React 19, em 2024, continuou nessa direção. Adicionou Actions para lidar com envios de formulário e estados pendentes, um hook use para ler recursos como promises e context durante a renderização, e permitiu que você passasse ref como uma prop comum em vez de recorrer a forwardRef. Junto com os lançamentos, o React Compiler automatiza memoização: trabalho que desenvolvedores costumavam fazer à mão com useMemo e useCallback pode ser tratado no tempo de compilação.

Hooks deslocaram classes em vez de ficar ao lado delas porque o modelo de classe tornava a lógica com estado difícil de compartilhar.
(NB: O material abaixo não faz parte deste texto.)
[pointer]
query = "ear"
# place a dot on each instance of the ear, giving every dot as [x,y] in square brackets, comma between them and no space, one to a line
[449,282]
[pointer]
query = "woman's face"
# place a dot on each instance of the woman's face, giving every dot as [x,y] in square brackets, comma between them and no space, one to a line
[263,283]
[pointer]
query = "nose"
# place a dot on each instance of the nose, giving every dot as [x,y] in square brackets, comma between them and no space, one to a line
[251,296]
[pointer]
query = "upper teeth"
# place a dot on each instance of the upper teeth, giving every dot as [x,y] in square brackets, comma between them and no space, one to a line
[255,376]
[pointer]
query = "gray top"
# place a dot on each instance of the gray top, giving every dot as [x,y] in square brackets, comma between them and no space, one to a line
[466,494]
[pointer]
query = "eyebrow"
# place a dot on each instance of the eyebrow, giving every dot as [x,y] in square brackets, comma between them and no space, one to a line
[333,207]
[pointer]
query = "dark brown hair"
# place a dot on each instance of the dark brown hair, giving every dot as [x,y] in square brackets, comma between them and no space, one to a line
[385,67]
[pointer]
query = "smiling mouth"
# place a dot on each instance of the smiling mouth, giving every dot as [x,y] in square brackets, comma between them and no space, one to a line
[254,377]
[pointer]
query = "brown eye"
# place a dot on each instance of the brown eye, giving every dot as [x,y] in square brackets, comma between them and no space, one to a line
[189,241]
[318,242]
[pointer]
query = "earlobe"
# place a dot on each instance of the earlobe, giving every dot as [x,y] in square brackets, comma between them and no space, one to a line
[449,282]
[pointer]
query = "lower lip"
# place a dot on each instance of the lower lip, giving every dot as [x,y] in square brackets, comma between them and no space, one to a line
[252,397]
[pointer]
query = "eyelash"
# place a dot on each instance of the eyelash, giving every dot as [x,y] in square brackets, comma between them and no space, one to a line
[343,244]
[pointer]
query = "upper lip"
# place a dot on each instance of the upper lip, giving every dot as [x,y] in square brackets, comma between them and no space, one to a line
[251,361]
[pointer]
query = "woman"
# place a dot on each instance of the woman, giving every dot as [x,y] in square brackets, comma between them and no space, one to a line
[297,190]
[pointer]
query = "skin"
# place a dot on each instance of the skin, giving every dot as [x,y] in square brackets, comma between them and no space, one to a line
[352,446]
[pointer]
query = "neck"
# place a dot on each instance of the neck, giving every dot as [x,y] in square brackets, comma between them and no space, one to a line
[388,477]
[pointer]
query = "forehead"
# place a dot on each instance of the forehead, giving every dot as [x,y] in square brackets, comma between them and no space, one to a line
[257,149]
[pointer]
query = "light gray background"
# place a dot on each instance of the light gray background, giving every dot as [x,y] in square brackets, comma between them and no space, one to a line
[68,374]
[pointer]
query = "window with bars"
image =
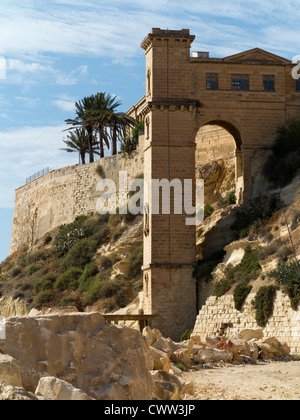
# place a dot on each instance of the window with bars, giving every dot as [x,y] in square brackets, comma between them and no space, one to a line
[240,82]
[212,81]
[269,83]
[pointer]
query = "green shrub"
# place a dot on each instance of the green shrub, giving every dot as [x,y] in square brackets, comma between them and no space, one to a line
[100,171]
[287,275]
[186,335]
[68,301]
[208,211]
[16,271]
[69,235]
[48,240]
[33,269]
[240,294]
[257,210]
[68,280]
[228,201]
[34,257]
[42,299]
[248,269]
[264,304]
[205,267]
[284,163]
[222,287]
[103,288]
[87,277]
[45,283]
[80,254]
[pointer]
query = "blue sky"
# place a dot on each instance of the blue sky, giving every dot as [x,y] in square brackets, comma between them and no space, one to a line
[58,51]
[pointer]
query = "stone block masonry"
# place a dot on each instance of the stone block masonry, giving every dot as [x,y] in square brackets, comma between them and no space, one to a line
[219,316]
[63,194]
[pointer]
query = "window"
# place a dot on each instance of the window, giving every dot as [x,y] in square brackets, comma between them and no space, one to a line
[212,81]
[240,82]
[269,83]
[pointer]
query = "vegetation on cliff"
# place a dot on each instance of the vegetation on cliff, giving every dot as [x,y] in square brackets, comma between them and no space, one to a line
[66,268]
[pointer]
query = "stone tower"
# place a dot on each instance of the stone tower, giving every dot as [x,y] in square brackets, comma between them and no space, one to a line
[169,244]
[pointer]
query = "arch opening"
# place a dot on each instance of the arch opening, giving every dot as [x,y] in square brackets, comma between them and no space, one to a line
[219,161]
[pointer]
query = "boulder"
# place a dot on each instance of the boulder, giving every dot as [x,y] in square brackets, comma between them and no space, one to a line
[237,346]
[10,393]
[272,348]
[57,390]
[183,356]
[209,354]
[206,341]
[169,387]
[151,335]
[251,334]
[161,360]
[10,371]
[105,361]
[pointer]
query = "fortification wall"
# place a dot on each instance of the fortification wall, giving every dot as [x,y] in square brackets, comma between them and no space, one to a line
[214,143]
[219,315]
[63,194]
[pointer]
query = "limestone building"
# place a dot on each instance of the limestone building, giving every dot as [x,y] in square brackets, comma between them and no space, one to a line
[247,94]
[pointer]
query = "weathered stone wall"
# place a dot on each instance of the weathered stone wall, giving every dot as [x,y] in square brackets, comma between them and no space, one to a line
[214,143]
[220,316]
[63,194]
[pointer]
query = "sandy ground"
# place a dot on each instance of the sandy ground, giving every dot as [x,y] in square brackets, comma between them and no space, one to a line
[268,381]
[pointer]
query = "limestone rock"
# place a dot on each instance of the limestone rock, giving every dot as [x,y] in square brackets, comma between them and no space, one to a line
[105,361]
[272,348]
[57,390]
[251,334]
[206,341]
[10,393]
[10,371]
[161,360]
[169,387]
[214,355]
[151,335]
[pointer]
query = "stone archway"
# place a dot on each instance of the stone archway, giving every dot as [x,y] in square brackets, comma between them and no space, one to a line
[220,143]
[184,93]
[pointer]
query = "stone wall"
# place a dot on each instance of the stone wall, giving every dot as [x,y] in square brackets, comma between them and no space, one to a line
[219,316]
[214,143]
[63,194]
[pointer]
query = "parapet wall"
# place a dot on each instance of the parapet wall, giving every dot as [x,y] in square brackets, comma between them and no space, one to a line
[63,194]
[219,316]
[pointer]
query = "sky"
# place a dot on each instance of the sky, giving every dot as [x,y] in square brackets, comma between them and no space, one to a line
[55,52]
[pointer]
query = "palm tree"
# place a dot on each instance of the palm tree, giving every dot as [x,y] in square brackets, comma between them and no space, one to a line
[82,108]
[97,114]
[78,141]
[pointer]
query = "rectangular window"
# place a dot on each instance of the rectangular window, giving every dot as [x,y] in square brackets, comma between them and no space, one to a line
[240,82]
[269,83]
[212,81]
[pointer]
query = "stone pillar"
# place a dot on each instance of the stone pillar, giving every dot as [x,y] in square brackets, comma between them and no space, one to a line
[169,243]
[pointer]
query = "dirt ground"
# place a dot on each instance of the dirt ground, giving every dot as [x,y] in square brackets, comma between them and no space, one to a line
[265,381]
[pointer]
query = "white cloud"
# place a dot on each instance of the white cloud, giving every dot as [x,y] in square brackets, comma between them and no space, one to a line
[26,151]
[115,29]
[66,106]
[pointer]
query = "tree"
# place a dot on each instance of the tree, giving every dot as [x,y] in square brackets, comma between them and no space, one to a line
[97,114]
[78,141]
[82,109]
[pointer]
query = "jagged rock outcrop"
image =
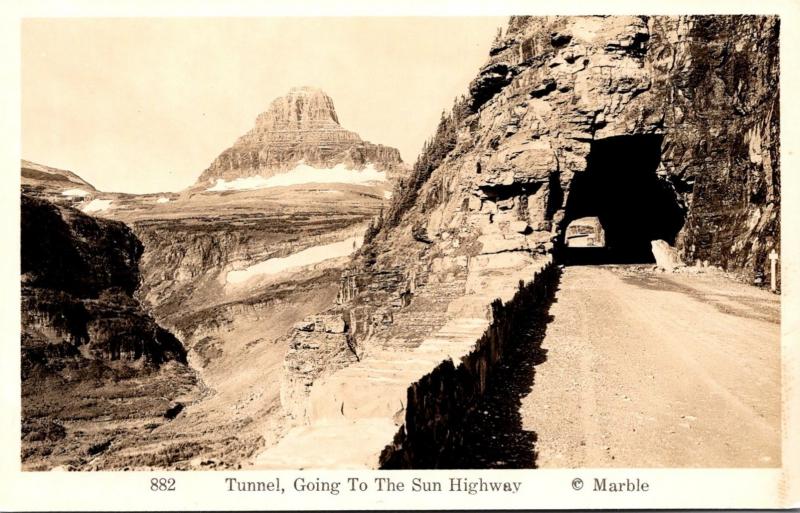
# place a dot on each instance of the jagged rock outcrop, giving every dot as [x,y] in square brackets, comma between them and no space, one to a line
[650,123]
[299,127]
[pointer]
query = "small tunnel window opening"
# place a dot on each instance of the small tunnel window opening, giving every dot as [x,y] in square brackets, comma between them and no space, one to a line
[618,205]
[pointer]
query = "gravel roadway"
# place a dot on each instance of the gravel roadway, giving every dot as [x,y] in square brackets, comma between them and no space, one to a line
[643,369]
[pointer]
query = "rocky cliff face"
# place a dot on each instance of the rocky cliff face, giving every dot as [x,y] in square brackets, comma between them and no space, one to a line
[86,341]
[663,127]
[78,279]
[299,127]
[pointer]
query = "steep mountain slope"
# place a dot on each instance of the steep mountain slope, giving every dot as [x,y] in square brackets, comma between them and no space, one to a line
[56,185]
[229,266]
[649,123]
[301,127]
[86,342]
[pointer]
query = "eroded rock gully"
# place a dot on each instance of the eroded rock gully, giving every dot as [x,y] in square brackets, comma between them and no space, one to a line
[488,201]
[387,363]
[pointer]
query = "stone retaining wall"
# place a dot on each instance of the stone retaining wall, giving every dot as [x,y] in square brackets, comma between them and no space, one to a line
[440,402]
Reutilizar comportamento entre componentes significava envolvê-los em componentes de ordem superior ou passar por render props, ambos aninhavam sua árvore e obscureciam onde a lógica realmente vivia. Hooks deixam você extrair essa lógica para uma função simples, um hook customizado, e chamá-lo de qualquer componente. A história de reuso ficou dramaticamente mais simples. Hooks também contornam this: componentes de classe forçam você a fazer bind de métodos e raciocinar sobre o que this se refere no tempo da chamada, uma fonte recorrente de bugs que componentes função não têm.

O trabalho concorrente no React 18 é uma mudança mais profunda do que o swap de createRoot sugere. Alterou como a renderização propriamente dita se comporta, bem abaixo do nível da API que você chama. React agora pode começar a renderizar uma atualização, pausá-la e retomar ou abandoná-la, o que significa que uma renderização não é mais garantida de rodar do começo ao fim de uma vez. Features como startTransition e carregamento de dados orientado por Suspense se baseiam nisso. É por que createRoot importa além de ser um novo nome de função: optar por ele é o que dá permissão a React para agendar e interromper renderização dessa forma.

A partir daqui o handbook constrói no estilo moderno, e Componentes é onde aquilo começa de verdade: um componente como uma função que retorna um pedaço da sua interface. Antes que nada disso rode, você precisa ter React instalado e rodando na sua própria máquina.

JunoDois estilos, um React Se você encontrar um tutorial onde componentes são escritos como class com this.state e componentDidMount, não entre em pânico e não pense que você está fazendo errado. Esse é o estilo mais antigo de React, e ainda funciona. Este curso usa o estilo mais recente, componentes função com hooks, e vou apontar os equivalentes mais antigos quando passarmos por eles para que nada o pegue de surpresa.
JunoDois estilos, um React Mapa rápido para ler código real: classes com this.state e métodos de ciclo de vida são o estilo pré-hooks, funções com useState e useEffect são React moderno. Você verá ambos no trabalho. Construímos no estilo moderno aqui, e vou sinalizar o equivalente baseado em classe quando é a coisa que você realmente vai encontrar.
JunoDois estilos, um React Os lançamentos para se manter em mente: hooks em 16.8 mudaram o estilo padrão de autoria e consertaram reuso de lógica sem HOCs ou render props; 18 introduziu renderização concorrente e moveu o ponto de entrada para createRoot; 19 adicionou Actions, o hook use e ref como uma prop. Hooks e concorrência são as duas mudanças que alcançam a semântica de renderização, e elas são as que valem entender no nível de mecanismo.

Próximo: Configurar um projeto React, onde você vai colocar React rodando na sua própria máquina.